When identifying fashion and culture trends in each city what elements do you consider most important to expose? How do you go about narrowing these trends? What have you learned?
To me its not about clothes. It’s about what motivates people in their daily lives, their journeys and often extremely thorny personal issues, which a lot of us can relate to but aren’t often discussed.
I’m an avid consumer of news, current affairs, history, cultural expose so if I haven’t heard enough about something and can’t find it online then hat is usually a good barometer of whether or not its worth telling the story of. As a woman I am drawn to stories that show the things we girls do all over the world in the name of fashion, in pursuit of often unrealistic beauty goals, the validation we get from fashion.
Which city did you find closest to its native roots and least affected by eurocentric ideas of modern fashion?
Nigeria fashion week was the one that stayed truest to a traditional perception of the place, with heavy use of ankara fabric, Nigerian music and traditional styling on the catwalk.
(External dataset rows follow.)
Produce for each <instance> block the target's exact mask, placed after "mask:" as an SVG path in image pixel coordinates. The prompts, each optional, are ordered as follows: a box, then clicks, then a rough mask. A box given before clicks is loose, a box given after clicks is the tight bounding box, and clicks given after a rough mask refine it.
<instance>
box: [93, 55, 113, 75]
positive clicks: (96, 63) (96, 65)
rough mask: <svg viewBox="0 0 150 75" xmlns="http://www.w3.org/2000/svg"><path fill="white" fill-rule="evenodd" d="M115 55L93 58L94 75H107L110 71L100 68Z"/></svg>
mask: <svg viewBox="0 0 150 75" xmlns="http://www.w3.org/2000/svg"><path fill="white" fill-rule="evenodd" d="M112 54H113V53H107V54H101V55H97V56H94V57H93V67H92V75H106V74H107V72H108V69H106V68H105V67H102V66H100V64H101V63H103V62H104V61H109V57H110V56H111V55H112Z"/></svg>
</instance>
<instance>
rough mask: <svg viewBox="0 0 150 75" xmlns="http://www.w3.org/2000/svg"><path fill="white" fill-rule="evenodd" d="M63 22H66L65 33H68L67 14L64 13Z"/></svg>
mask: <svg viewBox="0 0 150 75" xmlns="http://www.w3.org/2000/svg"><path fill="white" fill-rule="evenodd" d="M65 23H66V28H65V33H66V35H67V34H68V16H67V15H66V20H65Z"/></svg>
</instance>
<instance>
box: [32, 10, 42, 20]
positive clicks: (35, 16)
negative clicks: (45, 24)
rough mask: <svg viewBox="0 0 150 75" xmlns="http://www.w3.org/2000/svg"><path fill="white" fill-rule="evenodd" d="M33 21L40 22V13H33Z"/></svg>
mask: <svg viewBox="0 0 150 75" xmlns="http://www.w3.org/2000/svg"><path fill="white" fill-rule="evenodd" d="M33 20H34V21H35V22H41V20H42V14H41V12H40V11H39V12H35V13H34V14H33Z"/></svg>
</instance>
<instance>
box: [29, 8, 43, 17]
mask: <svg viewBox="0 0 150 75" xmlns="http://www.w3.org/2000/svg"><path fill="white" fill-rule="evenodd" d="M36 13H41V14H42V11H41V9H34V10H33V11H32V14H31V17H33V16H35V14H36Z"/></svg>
There are several fashion weeks in Nigeria, but this one is the ‘official,’ government endorsed fashion event.
Most societies have a wealthy educated elite at their apex. So the fashion weeks more often than not look to the west as a template, especially if they are trying to sell clothes in a competitive international arena. Even Cambodia Fashion Week didn’t reflect much about the roots of Cambodian culture, because Phnom Penh is so propped up by the ex-pat community. The fashion week there was like a total import. In the street in Phnom Penh people are largely unaffected by western styles. If anything they look to Korea and K-pop styles, which includes wild trends like wearing your pajamas to go to the supermarket. I think they have that in Liverpool, England as well.
What message do you hope to relate to viewers this season that may not have been apparent last season?
The first series got an overwhelmingly positive response so we haven’t really changed the formula but more and more I want to make sure people realise that although this is subjective journalism and think we do that well, we are not making a judgement, especially with many of the contentious issues such as beauty trends, merely presenting the differences and the facts. I hope we can appeal to wider audiences. I hope to be able to appeal to more ‘fashion people’ and get them interested in news, current affairs, culture in way they can relate to.